Three Core Questions and Answers about Domestic Cryptocurrency: Policies Haven't Loosened, and Fund Security is the Bottom Line
Regarding whether U merchants can operate, the safety of fund inflows and outflows, and whether policies have loosened, the core conclusion is only one: domestic virtual currency-related activities still belong to high-risk zones, and the policy direction has never changed.
1. U Merchants and Related Transactions: Clearly Illegal, Crossing the Line Equals Risk
Domestic regulation has long explicitly prohibited illegal financial activities related to virtual currencies. Buying and selling currencies, exchanging U, operating as U merchants, or facilitating transactions are all prohibited, and there is no compliance space whatsoever; essentially, it is touching the regulatory red line.
2. Risks in Fund Inflows and Outflows: Fund Trajectories are the Biggest Minefields
Bank risk control has achieved millisecond-level identification of abnormal transactions, and the flow of funds related to virtual currencies is highly likely to trigger risks. There could be limits on bank cards, freezing of accounts, and requests to verify the purpose of funds. Those involving cross-border funds could even be treated as illegal operations, with no guarantee of fund security.

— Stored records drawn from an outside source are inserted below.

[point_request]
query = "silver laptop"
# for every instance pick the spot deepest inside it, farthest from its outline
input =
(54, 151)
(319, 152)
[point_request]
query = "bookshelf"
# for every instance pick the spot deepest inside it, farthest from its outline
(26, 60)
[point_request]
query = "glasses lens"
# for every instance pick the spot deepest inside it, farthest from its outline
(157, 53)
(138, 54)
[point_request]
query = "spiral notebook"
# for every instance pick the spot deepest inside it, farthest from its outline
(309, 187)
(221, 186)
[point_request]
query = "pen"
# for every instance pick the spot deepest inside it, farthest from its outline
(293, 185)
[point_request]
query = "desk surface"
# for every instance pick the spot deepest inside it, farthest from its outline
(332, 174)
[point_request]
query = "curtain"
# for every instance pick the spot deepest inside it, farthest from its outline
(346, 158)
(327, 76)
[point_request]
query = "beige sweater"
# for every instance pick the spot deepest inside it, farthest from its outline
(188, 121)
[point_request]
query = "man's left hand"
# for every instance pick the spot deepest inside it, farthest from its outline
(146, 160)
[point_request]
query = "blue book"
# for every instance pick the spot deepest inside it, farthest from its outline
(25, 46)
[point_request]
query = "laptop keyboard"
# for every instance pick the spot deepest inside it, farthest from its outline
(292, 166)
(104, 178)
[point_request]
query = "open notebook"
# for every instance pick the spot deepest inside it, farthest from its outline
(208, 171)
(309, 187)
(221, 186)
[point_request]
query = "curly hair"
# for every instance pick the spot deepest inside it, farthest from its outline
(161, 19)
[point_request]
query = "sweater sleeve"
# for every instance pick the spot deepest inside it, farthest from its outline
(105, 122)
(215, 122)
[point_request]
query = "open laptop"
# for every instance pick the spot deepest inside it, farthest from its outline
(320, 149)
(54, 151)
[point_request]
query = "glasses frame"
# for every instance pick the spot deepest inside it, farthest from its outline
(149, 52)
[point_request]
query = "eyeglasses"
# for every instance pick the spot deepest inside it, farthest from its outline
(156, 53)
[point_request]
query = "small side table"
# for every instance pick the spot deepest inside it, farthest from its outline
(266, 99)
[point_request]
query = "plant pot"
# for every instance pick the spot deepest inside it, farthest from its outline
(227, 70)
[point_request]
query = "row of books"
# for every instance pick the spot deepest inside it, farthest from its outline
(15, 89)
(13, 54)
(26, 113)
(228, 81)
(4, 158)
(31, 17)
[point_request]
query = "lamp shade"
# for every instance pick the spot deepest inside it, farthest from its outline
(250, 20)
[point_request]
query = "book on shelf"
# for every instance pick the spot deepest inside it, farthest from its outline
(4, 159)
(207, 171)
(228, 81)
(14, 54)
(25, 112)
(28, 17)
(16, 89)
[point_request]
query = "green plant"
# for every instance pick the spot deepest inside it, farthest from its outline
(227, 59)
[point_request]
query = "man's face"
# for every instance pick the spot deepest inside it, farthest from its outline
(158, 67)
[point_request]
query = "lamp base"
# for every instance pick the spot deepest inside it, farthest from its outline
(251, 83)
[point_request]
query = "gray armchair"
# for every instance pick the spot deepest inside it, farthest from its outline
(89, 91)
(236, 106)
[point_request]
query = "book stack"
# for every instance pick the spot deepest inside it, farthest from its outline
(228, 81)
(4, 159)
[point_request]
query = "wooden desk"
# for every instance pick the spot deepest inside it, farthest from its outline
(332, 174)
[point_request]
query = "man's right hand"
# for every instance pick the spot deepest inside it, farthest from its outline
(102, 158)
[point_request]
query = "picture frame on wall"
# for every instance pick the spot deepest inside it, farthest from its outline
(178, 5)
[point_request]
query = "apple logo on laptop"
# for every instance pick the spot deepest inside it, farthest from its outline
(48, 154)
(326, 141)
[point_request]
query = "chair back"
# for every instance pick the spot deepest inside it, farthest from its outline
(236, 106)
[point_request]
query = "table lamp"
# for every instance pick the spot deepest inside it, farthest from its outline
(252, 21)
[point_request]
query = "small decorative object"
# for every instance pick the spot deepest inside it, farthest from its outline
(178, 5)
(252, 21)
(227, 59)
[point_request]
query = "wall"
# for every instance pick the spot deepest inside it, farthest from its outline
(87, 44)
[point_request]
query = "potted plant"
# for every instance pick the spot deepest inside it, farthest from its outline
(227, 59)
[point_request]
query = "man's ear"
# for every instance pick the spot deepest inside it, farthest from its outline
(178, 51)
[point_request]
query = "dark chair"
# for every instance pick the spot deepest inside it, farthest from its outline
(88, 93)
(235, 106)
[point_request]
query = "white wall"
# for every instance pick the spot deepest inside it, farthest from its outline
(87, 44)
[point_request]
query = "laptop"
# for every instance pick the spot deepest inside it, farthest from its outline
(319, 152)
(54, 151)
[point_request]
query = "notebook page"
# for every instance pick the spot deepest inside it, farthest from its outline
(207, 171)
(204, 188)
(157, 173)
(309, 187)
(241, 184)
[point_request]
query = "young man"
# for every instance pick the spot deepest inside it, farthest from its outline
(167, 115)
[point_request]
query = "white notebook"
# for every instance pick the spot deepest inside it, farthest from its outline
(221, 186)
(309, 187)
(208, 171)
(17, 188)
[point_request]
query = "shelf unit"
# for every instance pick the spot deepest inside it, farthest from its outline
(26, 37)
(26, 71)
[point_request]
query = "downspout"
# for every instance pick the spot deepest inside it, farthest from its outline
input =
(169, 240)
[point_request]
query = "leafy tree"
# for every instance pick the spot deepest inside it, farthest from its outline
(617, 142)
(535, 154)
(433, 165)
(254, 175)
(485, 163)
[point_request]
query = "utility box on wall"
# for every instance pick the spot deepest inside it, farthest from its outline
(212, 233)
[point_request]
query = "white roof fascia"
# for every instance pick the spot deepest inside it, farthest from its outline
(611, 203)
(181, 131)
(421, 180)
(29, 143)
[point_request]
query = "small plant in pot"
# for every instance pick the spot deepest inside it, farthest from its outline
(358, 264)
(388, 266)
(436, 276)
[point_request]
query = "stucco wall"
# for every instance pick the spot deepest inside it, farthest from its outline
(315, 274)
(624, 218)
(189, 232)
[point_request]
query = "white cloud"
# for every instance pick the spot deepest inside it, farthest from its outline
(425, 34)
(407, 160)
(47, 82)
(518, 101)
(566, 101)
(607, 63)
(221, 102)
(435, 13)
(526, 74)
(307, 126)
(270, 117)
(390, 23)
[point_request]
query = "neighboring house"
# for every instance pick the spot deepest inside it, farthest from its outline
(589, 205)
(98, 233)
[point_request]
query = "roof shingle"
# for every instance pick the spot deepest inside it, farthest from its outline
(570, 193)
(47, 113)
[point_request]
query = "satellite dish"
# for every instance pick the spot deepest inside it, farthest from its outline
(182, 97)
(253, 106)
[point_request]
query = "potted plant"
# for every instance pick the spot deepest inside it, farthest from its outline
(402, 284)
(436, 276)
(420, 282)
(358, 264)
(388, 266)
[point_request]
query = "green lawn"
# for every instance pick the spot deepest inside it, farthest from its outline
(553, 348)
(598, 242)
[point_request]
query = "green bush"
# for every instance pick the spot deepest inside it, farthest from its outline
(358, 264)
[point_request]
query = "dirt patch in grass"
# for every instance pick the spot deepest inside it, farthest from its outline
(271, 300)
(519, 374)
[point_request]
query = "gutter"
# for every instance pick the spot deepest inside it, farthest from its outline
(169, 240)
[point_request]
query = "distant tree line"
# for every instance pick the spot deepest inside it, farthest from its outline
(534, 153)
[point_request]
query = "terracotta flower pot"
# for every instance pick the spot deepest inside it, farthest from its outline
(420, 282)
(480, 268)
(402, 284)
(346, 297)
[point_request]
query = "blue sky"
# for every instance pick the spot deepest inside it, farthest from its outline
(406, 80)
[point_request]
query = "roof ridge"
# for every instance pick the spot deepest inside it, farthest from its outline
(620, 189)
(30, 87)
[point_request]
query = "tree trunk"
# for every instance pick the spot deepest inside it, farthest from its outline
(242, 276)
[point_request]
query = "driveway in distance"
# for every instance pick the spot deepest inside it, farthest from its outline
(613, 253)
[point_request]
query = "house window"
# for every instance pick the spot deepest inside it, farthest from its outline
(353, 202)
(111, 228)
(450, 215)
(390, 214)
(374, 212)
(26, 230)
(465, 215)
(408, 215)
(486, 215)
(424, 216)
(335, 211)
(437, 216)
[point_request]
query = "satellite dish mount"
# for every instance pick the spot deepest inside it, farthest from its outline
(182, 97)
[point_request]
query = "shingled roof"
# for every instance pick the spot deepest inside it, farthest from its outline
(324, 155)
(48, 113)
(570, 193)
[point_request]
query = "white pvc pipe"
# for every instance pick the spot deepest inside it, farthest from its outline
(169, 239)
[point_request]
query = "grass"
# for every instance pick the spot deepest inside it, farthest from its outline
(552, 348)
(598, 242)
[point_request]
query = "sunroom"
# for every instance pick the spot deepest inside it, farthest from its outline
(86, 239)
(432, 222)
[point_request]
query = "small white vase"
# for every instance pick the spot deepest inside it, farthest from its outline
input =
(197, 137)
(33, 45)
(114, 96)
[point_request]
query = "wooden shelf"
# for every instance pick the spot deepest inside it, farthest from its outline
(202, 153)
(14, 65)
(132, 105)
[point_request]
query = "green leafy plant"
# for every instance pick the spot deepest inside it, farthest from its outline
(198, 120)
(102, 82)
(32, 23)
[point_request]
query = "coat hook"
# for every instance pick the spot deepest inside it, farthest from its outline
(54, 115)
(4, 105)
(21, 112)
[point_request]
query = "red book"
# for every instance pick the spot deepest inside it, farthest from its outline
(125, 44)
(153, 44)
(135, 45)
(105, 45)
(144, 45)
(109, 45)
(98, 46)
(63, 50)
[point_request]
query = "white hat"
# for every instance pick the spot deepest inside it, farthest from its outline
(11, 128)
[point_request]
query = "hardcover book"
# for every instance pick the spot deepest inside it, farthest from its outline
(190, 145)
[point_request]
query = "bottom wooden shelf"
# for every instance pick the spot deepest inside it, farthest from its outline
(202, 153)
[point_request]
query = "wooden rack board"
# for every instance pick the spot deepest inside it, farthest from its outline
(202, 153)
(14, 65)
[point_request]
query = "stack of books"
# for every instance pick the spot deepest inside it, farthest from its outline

3. The Truth about New Regulations: Not Relaxation, but Precise Regulation
The new regulations implemented on January 1, 2026, do not relax policies:
The cancellation of “registration for cash deposits and withdrawals above 50,000” simplifies the process for low-risk businesses, while abnormal transactions will still be strictly checked; real-name verification for cross-border remittances over 1,000 USD is a requirement for anti-money laundering and does not affect the annual limit of 50,000. The core of the new regulations is “to open what should be opened and to control what should be controlled,” and the precision of regulation has significantly increased.
Core Conclusion
Currently, it is best for U merchants not to engage, as fund inflows and outflows may trigger risk control at any time; the policy has only shifted towards refinement rather than relaxation. The iron rule for domestic cryptocurrency trading is: safety is always the highest return; it is better to earn less than to let funds disappear into thin air.